CIRURGIÕES DENTISTAS: O QUE MOTIVA SUA INSERÇÃO NA ESTRATÉGIA SAÚDE DA FAMILIA

Davi Nascimento do Amaral, Leila Chevitarese, Maria de Fátima Nascimento do Amaral

Resumo


Esse projeto objetivou conhecer o que motivou os cirurgiões dentistas (CD) a optarem pelo trabalho na ESF; identificar se há no município de Duque de Caxias (DC) política de gestão do trabalho em saúde (PGTS) que garanta os requisitos básicos para a valorização do trabalhador da saúde (TS) e do seu trabalho (T) e identificar se os CD que atuam ESF receberam na graduação a formação para atuar na APS. É uma pesquisa exploratória com abordagem qualitativa, que teve seu início após autorização pelo CEP UNIGRANRIO. Os CD foram convidados a participar após lerem o Termo de Consentimento Livre e Esclarecido e só os CD assinaram o Termo é que participavam do estudo.
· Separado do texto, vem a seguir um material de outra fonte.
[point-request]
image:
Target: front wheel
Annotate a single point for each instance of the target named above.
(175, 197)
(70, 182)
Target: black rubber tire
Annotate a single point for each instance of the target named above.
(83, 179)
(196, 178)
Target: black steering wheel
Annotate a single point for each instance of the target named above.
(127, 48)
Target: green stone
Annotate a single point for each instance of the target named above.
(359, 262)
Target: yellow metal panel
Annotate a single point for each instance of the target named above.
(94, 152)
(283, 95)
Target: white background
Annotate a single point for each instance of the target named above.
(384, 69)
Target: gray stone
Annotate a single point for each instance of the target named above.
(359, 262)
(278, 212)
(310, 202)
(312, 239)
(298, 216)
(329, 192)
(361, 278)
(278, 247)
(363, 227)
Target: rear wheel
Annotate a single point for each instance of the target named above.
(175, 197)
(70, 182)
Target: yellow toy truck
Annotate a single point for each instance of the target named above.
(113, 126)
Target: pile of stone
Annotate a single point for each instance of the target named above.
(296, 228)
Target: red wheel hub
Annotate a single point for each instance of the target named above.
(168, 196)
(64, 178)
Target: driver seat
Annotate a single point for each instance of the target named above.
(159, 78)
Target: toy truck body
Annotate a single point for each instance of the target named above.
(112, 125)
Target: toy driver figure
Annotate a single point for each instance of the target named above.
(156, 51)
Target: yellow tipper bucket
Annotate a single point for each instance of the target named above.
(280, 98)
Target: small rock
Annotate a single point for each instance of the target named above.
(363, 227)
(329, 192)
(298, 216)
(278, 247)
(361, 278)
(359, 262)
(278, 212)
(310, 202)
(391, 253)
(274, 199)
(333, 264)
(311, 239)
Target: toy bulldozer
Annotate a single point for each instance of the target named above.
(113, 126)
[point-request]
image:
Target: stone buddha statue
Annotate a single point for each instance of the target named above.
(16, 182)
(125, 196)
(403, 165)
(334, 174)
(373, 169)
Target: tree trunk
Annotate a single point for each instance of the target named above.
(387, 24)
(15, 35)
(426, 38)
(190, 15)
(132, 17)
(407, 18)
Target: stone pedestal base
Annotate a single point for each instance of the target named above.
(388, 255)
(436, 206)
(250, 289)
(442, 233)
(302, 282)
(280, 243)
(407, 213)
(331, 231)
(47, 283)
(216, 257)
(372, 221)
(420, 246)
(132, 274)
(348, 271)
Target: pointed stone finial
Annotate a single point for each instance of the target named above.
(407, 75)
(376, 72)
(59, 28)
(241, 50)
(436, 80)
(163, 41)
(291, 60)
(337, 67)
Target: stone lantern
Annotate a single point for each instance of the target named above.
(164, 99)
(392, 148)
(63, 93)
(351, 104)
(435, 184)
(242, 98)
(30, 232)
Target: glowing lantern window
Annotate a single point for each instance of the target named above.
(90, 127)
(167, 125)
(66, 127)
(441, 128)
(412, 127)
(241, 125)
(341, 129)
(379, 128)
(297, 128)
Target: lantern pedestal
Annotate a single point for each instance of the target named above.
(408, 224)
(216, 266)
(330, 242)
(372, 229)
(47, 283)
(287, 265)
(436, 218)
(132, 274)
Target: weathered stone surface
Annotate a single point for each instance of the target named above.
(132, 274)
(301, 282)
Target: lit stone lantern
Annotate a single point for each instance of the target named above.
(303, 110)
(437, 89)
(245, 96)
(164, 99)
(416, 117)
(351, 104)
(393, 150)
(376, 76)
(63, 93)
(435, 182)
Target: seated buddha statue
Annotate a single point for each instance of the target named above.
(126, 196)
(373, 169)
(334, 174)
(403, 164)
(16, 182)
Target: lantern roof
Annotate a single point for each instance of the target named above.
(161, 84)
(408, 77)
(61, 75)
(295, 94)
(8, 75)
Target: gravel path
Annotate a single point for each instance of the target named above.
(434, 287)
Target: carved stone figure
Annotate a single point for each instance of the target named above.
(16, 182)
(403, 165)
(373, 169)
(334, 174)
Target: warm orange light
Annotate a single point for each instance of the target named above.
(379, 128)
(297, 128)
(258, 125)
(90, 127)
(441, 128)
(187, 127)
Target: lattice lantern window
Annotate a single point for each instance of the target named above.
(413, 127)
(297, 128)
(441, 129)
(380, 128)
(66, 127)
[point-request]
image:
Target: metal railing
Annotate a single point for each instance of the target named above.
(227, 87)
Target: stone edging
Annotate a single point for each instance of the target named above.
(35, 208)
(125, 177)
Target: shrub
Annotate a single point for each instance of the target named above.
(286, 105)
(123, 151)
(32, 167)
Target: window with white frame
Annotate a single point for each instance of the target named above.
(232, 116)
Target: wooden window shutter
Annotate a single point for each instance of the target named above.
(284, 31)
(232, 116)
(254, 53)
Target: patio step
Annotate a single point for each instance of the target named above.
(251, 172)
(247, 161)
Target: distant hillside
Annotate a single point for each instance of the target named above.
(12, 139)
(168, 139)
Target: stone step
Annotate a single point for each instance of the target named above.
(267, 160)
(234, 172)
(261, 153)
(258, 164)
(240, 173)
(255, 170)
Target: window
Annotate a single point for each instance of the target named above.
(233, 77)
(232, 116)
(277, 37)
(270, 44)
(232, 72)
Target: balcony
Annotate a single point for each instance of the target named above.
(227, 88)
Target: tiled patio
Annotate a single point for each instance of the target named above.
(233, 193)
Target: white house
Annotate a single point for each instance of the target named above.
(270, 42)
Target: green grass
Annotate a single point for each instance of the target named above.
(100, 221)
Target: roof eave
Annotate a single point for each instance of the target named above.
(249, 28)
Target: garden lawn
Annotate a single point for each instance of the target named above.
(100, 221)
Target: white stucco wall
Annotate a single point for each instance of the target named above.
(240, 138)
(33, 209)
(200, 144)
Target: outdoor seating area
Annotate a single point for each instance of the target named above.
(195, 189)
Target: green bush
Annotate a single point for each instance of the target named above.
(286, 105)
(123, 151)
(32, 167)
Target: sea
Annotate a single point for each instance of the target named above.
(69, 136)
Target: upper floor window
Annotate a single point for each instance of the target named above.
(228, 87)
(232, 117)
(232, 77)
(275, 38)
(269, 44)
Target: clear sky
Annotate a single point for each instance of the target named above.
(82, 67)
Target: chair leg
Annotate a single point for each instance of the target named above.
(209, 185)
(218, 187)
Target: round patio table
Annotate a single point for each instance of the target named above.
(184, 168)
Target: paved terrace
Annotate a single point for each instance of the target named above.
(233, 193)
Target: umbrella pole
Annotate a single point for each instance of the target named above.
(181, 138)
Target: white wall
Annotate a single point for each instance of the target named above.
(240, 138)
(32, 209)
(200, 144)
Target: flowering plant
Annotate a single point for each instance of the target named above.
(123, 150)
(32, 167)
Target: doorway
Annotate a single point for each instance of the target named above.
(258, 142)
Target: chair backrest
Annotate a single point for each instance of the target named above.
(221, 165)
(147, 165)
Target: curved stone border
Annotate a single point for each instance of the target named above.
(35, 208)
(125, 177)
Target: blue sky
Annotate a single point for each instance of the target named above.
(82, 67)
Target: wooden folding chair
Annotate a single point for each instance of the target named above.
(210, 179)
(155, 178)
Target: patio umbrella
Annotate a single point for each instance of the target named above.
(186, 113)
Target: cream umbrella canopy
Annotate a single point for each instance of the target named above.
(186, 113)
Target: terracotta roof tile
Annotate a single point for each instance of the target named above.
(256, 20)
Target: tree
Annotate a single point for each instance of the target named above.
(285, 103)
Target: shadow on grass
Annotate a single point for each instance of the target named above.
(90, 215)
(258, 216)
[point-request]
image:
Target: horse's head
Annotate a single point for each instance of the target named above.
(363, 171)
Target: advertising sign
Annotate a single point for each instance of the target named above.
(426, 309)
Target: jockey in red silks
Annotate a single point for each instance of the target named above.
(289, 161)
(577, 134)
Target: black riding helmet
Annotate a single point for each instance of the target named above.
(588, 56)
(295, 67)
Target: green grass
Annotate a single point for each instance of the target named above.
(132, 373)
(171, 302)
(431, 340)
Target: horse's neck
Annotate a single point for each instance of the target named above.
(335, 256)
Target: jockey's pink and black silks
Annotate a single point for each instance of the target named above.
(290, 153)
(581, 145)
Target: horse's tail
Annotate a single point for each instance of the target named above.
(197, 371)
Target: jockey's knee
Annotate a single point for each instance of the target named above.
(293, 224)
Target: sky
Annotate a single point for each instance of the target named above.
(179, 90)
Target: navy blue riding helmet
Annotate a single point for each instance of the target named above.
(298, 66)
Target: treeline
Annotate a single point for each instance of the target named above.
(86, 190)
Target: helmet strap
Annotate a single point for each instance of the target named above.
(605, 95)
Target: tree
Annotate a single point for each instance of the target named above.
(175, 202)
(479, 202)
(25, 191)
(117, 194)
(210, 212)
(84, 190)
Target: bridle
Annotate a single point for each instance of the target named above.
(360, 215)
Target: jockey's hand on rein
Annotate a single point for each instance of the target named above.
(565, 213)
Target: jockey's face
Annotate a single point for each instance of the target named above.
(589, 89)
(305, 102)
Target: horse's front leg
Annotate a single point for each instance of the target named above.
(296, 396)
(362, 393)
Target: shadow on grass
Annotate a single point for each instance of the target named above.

Foram entrevistados os CD que atuam em unidades de saúde da família do 1º Distrito no município de DC. Para coleta de dados foi utilizado um questionário de GASPAR; JESUS e CRUZ (2010) modificado, com 64 com questões fechadas. Os CD responderam ao questionário e entregaram ao acadêmico de Iniciação Científica que aguardou pelo preenchimento do mesmo na Unidade Básica de Saúde. Após a coleta dos dados eles foram submetidos à análise estatística a fim de responder aos objetivos do presente projeto. Os resultados mostraram que: 14 CD participaram. 71,4% responderam que não encontram apoio para o aperfeiçoamento profissional. 92,8% não têm liberação de carga horária para aperfeiçoamento profissional. 57,1% disseram que o município não financia cursos para aperfeiçoamento. 64,3% responderam que o município faz parceria com universidades para qualificação dos profissionais. 100% dos CD entrevistados responderam que o município não possui um plano de carreira, cargos e salários implantado. 43% e 7% dos entrevistados não receberam conhecimento algum ou tiveram pouco contato na graduação para atuar na APS, respectivamente. As conclusões foram: Os CD participantes optaram pelo trabalho na ESF por ser uma opção de trabalho seguro e estável financeiramente. Em DC não existe PGTS clara que garanta os requisitos básicos para a valorização do TS e do seu T. 50% dos CD entrevistados tiveram pouco ou nenhum preparo para atuar na APS, apontando necessidade de se repensar a formação desses profissionais nas universidades.